Un perron en forme de fer à cheval, à la rampe curieusement ouvragée, pastiche fort réduit de celui que l’on voit à Fontainebleau, conduisait au vestibule. Pendant l’été, des deux côtés de ce perron s’alignaient deux rangs d’orangers de belle taille, un grand luxe en 1748.

Le plateau sur lequel le château était assis formait terrasse; on y avait ménagé un de ces parterres aux longs parallélogrammes encadrés de buis et flanqués de buissons d’ifs bizarrement taillés dans le goût du temps.

De l’extrémité de ce parterre, on avait la perspective de six allées, qui rayonnaient de la terrasse, pour s’enfoncer en lignes droites sous les futaies séculaires du parc. En suivant la déclivité du coteau, dont la pente était assez prononcée, au-dessus des cimes verdoyantes de chênes et de hêtres que l’on dominait, on apercevait encore dans la pittoresque vallée les toits du village, son clocher, et la noire silhouette du donjon de Bourguebus émergeant au milieu de la verdure.

Colleville était donc à la fois une riante demeure et une habitation assez fastueuse.

Cependant, son élégance était beaucoup plus affectée que réelle; pour peu que l’on examinât ce beau lieu avec quelque attention, on ne tardait pas à se convaincre que, sous ce rapport, il promettait beaucoup plus qu’il ne tenait.

On remarquait çà et là, à l’extérieur, des contrastes choquants et plus souvent ces mesquins équivalents qui rendent plus saillantes les lacunes qu’ils ont été chargés de combler.

Ainsi le rez-de-chaussée paraissait entretenu avec soin et, même au dehors, l’état d’abandon des étages supérieurs s’accusait fort nettement.

Les allées étaient recouvertes d’un sable grossier, l’herbe les envahissait de toutes parts; les plates-bandes étaient négligées, garnies de fleurs communes; les feuilles jaunies des orangers attestaient l’incurie avec laquelle on les traitait; une demi-douzaine d’arbres vulgaires, taillés en boule, affichaient la prétention, mal justifiée, de remplir les vides que la mort avait faits dans leurs rangs. Les statues de marbre qui figuraient orgueilleusement aux quatre coins du parterre avaient grandement à se plaindre des outrages du temps et plus encore du manœuvre indigène qui, vaille que vaille, avait pansé leurs blessures et remplacé avec du plâtre leurs membres mutilés.
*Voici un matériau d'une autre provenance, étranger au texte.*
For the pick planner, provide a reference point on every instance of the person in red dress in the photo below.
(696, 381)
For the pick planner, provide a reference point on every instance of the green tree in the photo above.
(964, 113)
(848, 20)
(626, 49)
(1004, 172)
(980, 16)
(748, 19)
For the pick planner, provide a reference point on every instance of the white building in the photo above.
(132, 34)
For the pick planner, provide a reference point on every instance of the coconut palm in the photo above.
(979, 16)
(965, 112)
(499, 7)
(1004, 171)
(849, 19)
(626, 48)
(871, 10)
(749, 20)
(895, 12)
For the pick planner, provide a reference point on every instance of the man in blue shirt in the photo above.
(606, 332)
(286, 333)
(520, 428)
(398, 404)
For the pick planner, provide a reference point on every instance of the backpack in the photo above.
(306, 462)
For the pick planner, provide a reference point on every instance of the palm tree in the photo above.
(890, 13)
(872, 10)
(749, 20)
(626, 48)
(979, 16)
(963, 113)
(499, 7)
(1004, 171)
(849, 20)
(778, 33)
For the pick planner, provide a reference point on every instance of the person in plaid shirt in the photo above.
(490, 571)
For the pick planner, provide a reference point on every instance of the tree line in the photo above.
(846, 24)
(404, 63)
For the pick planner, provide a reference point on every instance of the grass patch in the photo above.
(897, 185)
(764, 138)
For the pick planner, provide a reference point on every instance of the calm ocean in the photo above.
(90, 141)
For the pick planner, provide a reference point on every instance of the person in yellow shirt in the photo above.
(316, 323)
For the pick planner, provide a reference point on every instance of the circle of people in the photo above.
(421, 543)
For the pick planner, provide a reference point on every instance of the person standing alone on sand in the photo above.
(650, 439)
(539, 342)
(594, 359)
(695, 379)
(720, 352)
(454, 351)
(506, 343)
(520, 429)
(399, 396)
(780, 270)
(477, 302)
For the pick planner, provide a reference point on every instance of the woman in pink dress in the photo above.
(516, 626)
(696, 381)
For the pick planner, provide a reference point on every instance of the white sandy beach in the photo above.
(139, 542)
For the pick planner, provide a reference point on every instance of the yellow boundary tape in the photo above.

Mêmes dissonances à l’intérieur: les appartements de réception regorgeaient de meubles somptueux, tapisseries des Gobelins, glaces et cristaux de Venise, cabinets incrustés d’ivoire et d’ébène, rideaux de brocart, terres cuites de Flandre, faïences précieuses, et toutes ces richesses s’étalaient sur un plancher vermoulu qui menaçait de s’effondrer à chaque pas du visiteur; l’épaisse couche de poussière qui les couvrait donnait à soupçonner l’insuffisance de la domesticité. Enfin, il y avait dans cet entassement de belles choses une telle disparate, que l’on pouvait supposer que le propriétaire les avait acquises tout autant en raison du bon marché dont il avait pu les payer que de son goût pour elles.

Plus on avançait dans cet examen et plus s’accusait la volonté du maître de sacrifier aux apparences. Le mobilier du premier étage eût fait honte à des chambres d’auberge. L’immense cuisine, froide et nue, manquait complètement de ce déploiement d’ustensiles qui réjouit l’œil du gastronome. Il y avait huit chevaux dans les écuries; mais sous les couvertures écussonnées qui les enveloppaient, il était facile de juger qu’ils étaient avant tout des trompe-l’æil; et, en effet, les carrossiers cumulaient leur noble emploi avec des fonctions économiques et agricoles; des deux chevaux de selle, l’un était affligé d’un éparvin qui le faisait boiter, et l’autre, d’une fluxion périodique qui, durant neuf mois, le rendait à peu près aveugle.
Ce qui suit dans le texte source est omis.